A security researcher says he has identified a new critical vulnerability in Ivanti appliances that needs no authentication to remotely exploit.
The fresh CVSS 9.8 Ivanti vulnerability was reported via the Zero Day Initiative on May 1 by experienced zero day-hunter Sina Kheirkhah.
It does not yet have a CVE allocated nor a patch. Kheirkhah, aka @SinSinology declined to share further details with The Stack.
The vulnerability has a deadline for public disclosure of August 29.
We would not typically share such detail-thin notes at this stage.
We are doing so because:
- The researcher in question has a track record of credibility, with previous zero day finds and Pwn2Own wins under their belt.
- Ivanti appliances getting exploited at scale has already been bad news for many this year and teeing users up to patch or mitigate fast when more details land sounds judicious. Keep an eye out for an advisory.

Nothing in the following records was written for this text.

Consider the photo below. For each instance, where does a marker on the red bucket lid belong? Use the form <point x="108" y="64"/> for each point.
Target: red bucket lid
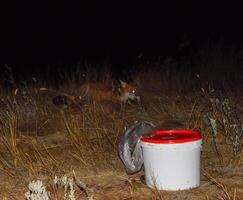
<point x="173" y="136"/>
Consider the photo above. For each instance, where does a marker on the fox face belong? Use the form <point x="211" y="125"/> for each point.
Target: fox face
<point x="125" y="93"/>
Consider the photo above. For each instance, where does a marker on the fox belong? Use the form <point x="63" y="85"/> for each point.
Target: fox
<point x="125" y="93"/>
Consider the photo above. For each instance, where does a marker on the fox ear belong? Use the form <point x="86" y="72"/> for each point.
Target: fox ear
<point x="123" y="84"/>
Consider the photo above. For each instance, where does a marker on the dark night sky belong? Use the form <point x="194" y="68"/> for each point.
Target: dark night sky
<point x="53" y="33"/>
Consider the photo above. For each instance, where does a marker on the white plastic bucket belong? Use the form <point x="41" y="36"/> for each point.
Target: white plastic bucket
<point x="172" y="159"/>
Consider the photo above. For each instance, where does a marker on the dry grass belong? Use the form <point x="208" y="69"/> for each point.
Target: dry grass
<point x="41" y="141"/>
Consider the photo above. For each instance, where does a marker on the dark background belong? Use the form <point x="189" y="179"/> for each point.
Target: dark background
<point x="62" y="34"/>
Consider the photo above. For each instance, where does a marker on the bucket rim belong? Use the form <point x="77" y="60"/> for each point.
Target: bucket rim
<point x="172" y="136"/>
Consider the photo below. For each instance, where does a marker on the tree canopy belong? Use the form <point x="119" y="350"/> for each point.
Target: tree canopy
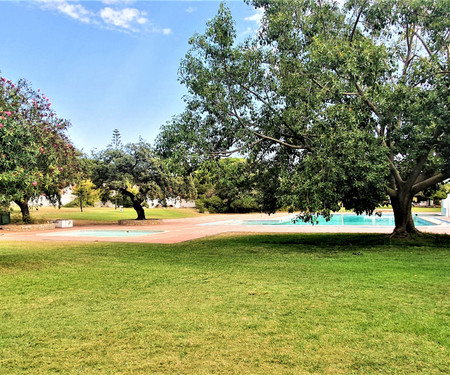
<point x="36" y="156"/>
<point x="341" y="104"/>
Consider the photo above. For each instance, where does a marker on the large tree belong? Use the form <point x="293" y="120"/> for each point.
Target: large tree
<point x="36" y="156"/>
<point x="135" y="172"/>
<point x="342" y="104"/>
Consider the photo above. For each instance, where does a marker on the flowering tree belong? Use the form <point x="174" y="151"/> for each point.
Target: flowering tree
<point x="36" y="157"/>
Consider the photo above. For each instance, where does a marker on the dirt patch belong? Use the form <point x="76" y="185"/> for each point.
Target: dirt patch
<point x="141" y="222"/>
<point x="27" y="227"/>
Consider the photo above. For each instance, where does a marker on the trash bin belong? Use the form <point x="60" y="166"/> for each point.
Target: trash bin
<point x="5" y="218"/>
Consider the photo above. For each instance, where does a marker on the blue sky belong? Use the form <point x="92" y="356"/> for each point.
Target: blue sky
<point x="107" y="64"/>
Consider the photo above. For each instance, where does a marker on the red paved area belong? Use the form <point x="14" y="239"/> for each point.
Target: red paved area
<point x="179" y="230"/>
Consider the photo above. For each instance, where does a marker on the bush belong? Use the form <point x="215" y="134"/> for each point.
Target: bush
<point x="244" y="205"/>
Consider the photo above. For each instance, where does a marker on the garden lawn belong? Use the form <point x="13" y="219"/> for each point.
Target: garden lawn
<point x="265" y="304"/>
<point x="103" y="214"/>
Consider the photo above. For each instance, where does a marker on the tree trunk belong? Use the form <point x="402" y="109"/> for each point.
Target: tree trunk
<point x="25" y="210"/>
<point x="136" y="204"/>
<point x="404" y="223"/>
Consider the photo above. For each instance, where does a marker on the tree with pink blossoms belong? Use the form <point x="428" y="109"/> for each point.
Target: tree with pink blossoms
<point x="36" y="156"/>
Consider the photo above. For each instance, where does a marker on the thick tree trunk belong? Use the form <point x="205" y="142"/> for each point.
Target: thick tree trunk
<point x="404" y="223"/>
<point x="136" y="204"/>
<point x="25" y="210"/>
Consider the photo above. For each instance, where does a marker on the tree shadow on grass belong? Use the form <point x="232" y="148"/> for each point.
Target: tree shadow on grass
<point x="332" y="242"/>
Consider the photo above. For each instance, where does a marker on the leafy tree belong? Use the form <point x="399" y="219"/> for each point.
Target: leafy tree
<point x="36" y="157"/>
<point x="116" y="141"/>
<point x="341" y="104"/>
<point x="134" y="172"/>
<point x="86" y="193"/>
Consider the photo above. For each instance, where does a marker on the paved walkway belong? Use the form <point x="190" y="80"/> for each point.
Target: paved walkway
<point x="179" y="230"/>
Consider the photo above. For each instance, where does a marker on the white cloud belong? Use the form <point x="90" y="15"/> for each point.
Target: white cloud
<point x="248" y="31"/>
<point x="117" y="2"/>
<point x="76" y="11"/>
<point x="115" y="16"/>
<point x="124" y="18"/>
<point x="257" y="17"/>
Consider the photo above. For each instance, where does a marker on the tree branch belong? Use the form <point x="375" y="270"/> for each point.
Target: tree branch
<point x="297" y="147"/>
<point x="429" y="182"/>
<point x="395" y="173"/>
<point x="230" y="152"/>
<point x="355" y="24"/>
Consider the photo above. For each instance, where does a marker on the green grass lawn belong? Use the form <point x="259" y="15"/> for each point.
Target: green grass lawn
<point x="102" y="214"/>
<point x="265" y="304"/>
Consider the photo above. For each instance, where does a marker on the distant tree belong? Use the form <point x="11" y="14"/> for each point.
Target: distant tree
<point x="134" y="172"/>
<point x="86" y="193"/>
<point x="342" y="104"/>
<point x="116" y="141"/>
<point x="36" y="156"/>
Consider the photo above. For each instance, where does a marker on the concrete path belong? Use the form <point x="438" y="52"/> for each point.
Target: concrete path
<point x="179" y="230"/>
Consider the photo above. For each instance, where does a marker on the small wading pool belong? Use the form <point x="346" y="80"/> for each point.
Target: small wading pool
<point x="337" y="219"/>
<point x="102" y="233"/>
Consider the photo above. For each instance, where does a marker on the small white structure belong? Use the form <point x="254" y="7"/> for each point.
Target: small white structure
<point x="445" y="206"/>
<point x="63" y="223"/>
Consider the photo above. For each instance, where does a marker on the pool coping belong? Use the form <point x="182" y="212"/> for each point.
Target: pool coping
<point x="180" y="230"/>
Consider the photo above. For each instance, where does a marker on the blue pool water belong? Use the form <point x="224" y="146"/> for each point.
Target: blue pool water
<point x="338" y="219"/>
<point x="103" y="233"/>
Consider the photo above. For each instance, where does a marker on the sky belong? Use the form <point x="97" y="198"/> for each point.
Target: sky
<point x="108" y="64"/>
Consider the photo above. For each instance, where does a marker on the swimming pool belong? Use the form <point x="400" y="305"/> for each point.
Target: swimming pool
<point x="337" y="219"/>
<point x="102" y="233"/>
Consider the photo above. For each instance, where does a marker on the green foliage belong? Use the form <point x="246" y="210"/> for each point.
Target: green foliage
<point x="339" y="105"/>
<point x="36" y="157"/>
<point x="86" y="193"/>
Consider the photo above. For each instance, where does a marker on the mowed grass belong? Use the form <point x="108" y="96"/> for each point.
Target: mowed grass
<point x="263" y="304"/>
<point x="102" y="214"/>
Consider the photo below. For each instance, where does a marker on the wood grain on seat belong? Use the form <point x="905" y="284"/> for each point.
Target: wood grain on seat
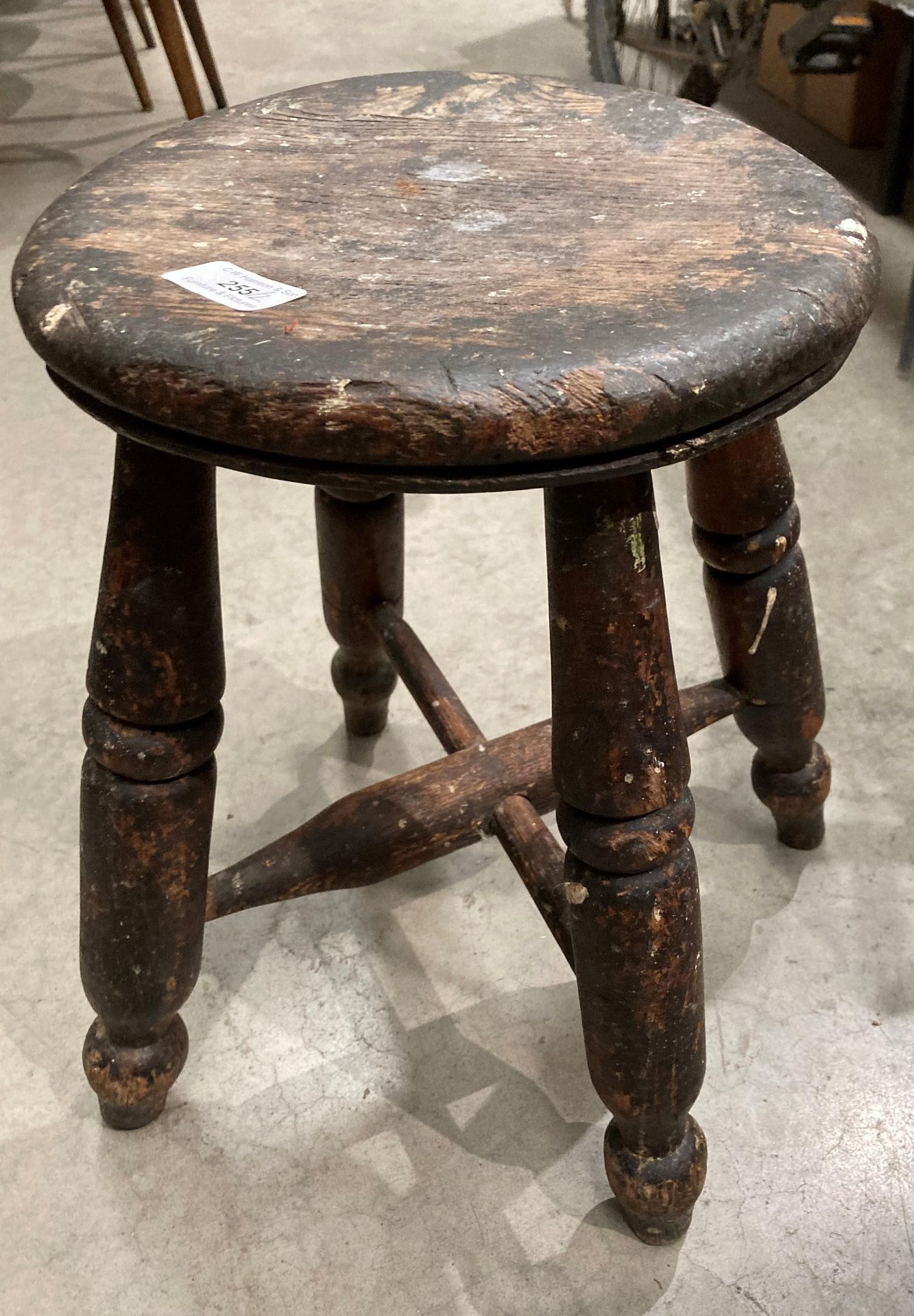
<point x="499" y="270"/>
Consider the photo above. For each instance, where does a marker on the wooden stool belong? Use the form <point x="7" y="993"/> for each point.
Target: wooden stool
<point x="512" y="283"/>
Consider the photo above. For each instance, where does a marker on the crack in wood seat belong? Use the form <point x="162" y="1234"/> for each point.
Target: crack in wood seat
<point x="501" y="270"/>
<point x="510" y="282"/>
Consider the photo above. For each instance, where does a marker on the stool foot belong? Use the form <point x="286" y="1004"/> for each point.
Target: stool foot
<point x="152" y="725"/>
<point x="360" y="548"/>
<point x="796" y="799"/>
<point x="365" y="689"/>
<point x="656" y="1194"/>
<point x="621" y="766"/>
<point x="132" y="1082"/>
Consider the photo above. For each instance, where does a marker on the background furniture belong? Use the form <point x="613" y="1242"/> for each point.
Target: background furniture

Kheirkhah teased the find on X, writing: “Nothing to be scared about folks, just another CVSS 9.8 0day disclosed that's gonna get code execution in 0 seconds (3 seconds to be more accurate), no limitation, no authentication, no shit, just straight up remote code execution.”
With active exploitation of Ivanti vulnerabilities in 2023 and 2024 (e.g. 2023’s chained exploits of CVE-2023-35081 and CVE-2023-35078, and 2024’s abuse of CVE-2023-46805 and CVE-2024-21887, or CVE-2024-21893) hitting financial services firms, governments and even a sensitive network for defence collaboration at MITRE, finding a way to either rip out your Ivanti boxes or bake protections around them seems sensible.
The Stack has contacted Ivanti to confirm that it has received the bug report and is working on a patch.
The company’s CEO recently promised a sweeping product security overhaul including “rigorous threat modelling... embedding security into every stage of the software development lifecycle” after criticisms that his products were “made of string.”
A tear-down of Ivanti’s VPN appliances by infrastructure supply chain security specialist Eclypsium revealed that the “security” product shipped with a 13-year-old, unsupported base OS and software libraries with 973 vulnerabilities; 111 of which have publicly known exploits available.
That’s a big attack surface. Expect exploits to keep landing.
n.b. As Verizon's DBIR report emphasised this week: "Enterprise patch management cycles usually stabilize around 30 to 60 days as the viable target, with maybe a 15-day target for critical vulnerability patching. Sadly, this does not seem to keep pace with the growing speed of threat actor scanning and exploitation of vulnerabilities."